NLP Engineering

Detecting Topic Drift in Conversations

From cost signals and drift detectors to Earth Mover's Distance: how we built a pipeline that listens for when a conversation changes direction.

A
Audria Research — Raghav Jain, Shubham Mishra
March 2026
18 min read

01: The Problem

Topic Change, Not Topic Detection

Conversations are not documents. A document sits still. You can read it at any speed, in any order, index it, search it. A conversation unfolds in time. One utterance at a time. One topic bleeding into the next, with no chapter headings or paragraph breaks to announce where one idea ends and another begins.

The question worth asking is not what topics exist here. It is when does the topic change.

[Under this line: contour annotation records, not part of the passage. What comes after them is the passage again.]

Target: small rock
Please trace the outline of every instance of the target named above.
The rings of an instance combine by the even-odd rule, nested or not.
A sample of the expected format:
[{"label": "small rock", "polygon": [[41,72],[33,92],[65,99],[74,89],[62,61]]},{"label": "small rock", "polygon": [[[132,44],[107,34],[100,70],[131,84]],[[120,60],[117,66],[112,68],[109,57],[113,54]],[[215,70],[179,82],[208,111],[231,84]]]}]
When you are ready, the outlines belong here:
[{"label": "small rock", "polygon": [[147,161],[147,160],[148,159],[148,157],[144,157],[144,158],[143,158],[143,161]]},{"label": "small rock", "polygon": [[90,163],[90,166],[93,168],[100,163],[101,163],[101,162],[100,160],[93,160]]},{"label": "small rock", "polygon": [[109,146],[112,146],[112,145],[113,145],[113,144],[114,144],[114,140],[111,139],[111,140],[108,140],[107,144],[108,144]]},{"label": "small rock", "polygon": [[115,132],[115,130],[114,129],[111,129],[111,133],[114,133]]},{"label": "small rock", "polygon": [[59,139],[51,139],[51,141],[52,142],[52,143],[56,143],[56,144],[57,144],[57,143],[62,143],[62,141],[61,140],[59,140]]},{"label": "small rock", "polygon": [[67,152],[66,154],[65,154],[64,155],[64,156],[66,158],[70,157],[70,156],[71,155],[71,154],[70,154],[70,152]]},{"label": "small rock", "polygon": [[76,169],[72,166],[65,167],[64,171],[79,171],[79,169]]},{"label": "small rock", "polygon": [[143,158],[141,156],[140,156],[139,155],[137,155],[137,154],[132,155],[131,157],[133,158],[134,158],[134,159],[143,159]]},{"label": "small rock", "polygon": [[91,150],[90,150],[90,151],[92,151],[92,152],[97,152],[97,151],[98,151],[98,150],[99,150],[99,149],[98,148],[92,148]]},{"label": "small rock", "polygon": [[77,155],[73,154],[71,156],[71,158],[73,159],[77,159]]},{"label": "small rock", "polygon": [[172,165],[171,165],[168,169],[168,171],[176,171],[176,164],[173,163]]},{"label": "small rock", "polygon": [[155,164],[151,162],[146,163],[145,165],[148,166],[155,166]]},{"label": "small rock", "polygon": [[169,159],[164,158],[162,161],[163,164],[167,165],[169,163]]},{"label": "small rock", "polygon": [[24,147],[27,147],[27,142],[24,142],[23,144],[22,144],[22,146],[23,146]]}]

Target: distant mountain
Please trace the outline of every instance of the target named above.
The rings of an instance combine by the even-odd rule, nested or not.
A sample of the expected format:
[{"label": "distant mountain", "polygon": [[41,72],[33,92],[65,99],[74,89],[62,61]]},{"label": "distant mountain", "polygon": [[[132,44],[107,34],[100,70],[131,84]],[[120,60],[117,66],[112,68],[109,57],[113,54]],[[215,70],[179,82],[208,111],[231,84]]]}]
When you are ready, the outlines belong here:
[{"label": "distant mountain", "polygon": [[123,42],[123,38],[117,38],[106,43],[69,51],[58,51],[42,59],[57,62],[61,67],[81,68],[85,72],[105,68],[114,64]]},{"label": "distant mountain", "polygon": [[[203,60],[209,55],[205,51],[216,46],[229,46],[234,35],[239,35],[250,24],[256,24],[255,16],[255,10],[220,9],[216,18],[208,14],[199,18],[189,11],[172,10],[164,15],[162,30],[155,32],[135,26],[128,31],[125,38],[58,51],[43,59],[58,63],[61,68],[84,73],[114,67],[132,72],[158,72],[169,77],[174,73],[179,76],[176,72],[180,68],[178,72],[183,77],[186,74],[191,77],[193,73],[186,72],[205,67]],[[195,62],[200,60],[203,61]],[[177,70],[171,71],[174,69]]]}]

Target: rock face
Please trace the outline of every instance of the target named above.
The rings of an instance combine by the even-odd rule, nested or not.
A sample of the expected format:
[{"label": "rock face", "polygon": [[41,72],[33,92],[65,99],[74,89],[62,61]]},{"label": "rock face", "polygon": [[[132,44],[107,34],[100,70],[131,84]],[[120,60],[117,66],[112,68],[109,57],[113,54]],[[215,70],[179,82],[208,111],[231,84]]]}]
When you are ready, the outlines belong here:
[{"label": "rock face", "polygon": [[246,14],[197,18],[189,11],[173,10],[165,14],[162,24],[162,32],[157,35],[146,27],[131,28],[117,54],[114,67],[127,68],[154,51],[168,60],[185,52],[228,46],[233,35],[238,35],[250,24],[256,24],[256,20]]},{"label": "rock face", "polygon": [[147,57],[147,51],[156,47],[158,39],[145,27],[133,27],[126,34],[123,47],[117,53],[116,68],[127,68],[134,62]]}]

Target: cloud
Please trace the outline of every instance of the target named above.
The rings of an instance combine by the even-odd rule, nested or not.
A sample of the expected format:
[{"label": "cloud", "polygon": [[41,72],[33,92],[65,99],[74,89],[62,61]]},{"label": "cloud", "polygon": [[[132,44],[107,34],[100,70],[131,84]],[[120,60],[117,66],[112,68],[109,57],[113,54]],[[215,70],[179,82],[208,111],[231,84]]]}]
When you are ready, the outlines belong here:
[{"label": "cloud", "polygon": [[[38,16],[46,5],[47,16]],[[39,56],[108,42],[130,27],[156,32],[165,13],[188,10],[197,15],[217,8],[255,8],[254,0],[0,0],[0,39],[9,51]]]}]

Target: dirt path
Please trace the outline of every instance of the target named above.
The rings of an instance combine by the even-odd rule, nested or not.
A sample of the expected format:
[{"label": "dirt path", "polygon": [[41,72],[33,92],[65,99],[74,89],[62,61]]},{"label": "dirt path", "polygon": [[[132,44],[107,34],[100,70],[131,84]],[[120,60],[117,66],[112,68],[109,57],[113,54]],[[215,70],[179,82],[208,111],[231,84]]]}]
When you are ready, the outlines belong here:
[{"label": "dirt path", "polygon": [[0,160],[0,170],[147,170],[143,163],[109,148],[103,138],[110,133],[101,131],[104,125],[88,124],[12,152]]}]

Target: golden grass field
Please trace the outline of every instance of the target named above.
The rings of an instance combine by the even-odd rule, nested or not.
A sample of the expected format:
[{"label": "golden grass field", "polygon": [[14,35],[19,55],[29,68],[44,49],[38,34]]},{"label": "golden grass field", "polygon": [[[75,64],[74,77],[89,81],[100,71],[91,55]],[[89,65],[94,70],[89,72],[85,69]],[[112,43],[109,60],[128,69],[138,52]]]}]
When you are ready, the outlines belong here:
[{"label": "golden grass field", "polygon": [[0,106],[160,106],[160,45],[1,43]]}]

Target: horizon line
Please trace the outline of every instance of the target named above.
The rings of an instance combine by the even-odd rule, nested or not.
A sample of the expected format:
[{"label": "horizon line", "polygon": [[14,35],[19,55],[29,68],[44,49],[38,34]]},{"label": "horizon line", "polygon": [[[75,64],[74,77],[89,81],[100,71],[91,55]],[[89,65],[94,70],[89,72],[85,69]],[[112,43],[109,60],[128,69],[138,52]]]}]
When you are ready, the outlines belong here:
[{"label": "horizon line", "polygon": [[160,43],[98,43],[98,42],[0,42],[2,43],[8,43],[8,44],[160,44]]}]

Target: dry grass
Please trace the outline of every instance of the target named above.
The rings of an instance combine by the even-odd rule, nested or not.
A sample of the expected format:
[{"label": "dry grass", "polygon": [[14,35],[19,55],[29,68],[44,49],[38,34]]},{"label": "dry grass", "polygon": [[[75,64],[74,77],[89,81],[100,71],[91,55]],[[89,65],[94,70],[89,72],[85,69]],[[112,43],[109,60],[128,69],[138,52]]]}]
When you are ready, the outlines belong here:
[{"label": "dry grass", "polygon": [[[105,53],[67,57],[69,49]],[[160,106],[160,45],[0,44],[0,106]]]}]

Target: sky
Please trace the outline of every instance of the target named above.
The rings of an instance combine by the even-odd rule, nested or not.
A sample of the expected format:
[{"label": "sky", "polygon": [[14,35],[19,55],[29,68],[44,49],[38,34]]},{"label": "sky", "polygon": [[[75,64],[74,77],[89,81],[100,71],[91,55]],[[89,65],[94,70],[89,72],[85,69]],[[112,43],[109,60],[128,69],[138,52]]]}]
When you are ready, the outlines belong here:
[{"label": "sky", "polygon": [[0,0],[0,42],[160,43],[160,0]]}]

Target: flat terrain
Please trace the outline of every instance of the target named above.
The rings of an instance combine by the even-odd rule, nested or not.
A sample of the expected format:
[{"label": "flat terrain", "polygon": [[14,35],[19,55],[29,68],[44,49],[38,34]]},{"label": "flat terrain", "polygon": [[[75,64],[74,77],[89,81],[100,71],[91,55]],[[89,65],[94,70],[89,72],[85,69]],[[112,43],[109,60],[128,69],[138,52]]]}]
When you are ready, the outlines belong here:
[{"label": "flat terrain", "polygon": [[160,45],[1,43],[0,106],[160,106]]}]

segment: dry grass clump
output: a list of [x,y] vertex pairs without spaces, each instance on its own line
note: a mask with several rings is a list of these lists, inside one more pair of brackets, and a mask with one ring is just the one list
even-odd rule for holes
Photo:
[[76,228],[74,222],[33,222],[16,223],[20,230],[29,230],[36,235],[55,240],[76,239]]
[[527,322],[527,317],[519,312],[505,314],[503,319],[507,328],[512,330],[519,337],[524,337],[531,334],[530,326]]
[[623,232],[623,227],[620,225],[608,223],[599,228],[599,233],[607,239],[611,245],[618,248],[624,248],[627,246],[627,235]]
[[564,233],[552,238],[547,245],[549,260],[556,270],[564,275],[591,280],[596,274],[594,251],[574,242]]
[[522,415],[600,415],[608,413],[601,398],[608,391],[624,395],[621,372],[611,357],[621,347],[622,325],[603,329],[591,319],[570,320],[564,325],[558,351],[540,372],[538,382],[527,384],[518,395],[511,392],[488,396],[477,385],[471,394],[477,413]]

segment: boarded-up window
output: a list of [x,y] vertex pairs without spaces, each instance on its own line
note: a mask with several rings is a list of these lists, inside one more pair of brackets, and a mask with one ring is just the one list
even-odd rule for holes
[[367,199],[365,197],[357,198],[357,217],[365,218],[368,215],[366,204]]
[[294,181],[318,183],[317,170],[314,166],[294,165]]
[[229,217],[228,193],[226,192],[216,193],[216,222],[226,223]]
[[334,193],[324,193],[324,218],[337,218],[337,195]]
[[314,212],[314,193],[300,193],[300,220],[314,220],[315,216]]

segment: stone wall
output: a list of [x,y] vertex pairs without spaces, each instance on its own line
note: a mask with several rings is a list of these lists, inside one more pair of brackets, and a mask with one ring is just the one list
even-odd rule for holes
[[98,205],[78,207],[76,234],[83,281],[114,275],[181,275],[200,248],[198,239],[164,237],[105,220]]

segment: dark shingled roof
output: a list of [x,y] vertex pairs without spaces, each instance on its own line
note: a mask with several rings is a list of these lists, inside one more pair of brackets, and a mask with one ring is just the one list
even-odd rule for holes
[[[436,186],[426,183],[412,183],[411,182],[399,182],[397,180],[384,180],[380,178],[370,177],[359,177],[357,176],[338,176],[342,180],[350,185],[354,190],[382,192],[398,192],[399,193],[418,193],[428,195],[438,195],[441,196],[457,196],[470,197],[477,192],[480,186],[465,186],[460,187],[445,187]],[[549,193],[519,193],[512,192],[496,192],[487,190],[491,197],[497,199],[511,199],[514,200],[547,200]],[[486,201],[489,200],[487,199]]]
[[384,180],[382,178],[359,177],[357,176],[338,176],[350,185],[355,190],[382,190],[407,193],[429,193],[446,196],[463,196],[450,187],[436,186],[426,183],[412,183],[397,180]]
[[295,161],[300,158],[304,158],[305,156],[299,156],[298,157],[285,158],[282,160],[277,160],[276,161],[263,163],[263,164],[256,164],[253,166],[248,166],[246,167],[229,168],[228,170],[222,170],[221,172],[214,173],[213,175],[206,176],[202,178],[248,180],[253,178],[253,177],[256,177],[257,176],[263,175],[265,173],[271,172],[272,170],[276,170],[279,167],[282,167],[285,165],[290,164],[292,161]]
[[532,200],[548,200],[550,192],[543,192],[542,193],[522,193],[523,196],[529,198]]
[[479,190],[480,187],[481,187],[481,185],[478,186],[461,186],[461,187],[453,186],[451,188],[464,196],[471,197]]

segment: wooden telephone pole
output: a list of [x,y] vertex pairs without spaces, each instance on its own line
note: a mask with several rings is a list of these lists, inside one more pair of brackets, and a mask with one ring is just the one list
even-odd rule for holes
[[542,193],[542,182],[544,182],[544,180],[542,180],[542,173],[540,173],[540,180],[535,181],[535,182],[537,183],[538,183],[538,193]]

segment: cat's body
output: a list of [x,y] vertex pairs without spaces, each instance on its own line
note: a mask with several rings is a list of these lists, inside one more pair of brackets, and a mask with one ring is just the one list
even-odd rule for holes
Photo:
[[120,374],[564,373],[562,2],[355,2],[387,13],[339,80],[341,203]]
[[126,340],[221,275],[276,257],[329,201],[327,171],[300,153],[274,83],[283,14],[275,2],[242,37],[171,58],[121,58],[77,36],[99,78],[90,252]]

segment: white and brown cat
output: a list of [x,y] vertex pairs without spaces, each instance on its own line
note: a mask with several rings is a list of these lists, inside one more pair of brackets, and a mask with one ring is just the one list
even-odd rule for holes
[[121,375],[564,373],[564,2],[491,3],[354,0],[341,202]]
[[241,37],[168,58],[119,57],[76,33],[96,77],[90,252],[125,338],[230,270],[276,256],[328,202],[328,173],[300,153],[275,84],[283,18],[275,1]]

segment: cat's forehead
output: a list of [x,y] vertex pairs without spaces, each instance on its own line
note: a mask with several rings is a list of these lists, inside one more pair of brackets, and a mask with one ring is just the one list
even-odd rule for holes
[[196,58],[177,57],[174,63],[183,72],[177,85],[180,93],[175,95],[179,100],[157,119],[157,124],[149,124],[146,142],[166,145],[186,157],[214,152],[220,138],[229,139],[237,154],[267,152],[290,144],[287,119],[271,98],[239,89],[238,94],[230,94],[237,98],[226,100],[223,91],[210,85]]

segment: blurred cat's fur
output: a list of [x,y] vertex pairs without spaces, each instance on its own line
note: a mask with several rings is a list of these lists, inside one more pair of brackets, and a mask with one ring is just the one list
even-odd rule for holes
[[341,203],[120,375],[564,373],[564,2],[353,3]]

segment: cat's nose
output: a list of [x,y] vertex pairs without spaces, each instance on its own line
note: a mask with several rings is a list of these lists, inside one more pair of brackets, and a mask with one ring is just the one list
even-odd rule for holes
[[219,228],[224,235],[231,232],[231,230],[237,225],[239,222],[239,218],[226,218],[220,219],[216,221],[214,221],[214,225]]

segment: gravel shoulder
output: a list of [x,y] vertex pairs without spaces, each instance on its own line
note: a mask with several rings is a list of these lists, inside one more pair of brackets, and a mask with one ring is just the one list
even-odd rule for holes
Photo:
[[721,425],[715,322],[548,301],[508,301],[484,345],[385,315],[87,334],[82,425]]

At any topic boundary, there is a detectable signal: the semantic similarity between what is being said now and what was said just before drops sharply. The conversation "dips" in similarity. The goal is to detect those dips automatically, in real time, without any labeled data.

This is what dip detection means in this context.


02: Formalization

Formalizing the Problem

Think of a conversation (a podcast, an interview, a meeting) as a sequence of utterances. An utterance is a chunk of speech transcribed over a small time interval: a thought, a sentence or two, a response. Strung together, these utterances form segments. Each segment discusses a coherent topic (one stretch about climate policy, the next about economics, another about space exploration).

If you had the entire conversation in front of you, embedded all utterances into a semantic space, and looked at them as a cloud of points, you'd see the structure clearly: utterances within the same topic cluster together. Different topics occupy different regions. Boundaries between topics appear naturally as gaps between clusters.

But that's the offline view. You're looking at the full picture at once.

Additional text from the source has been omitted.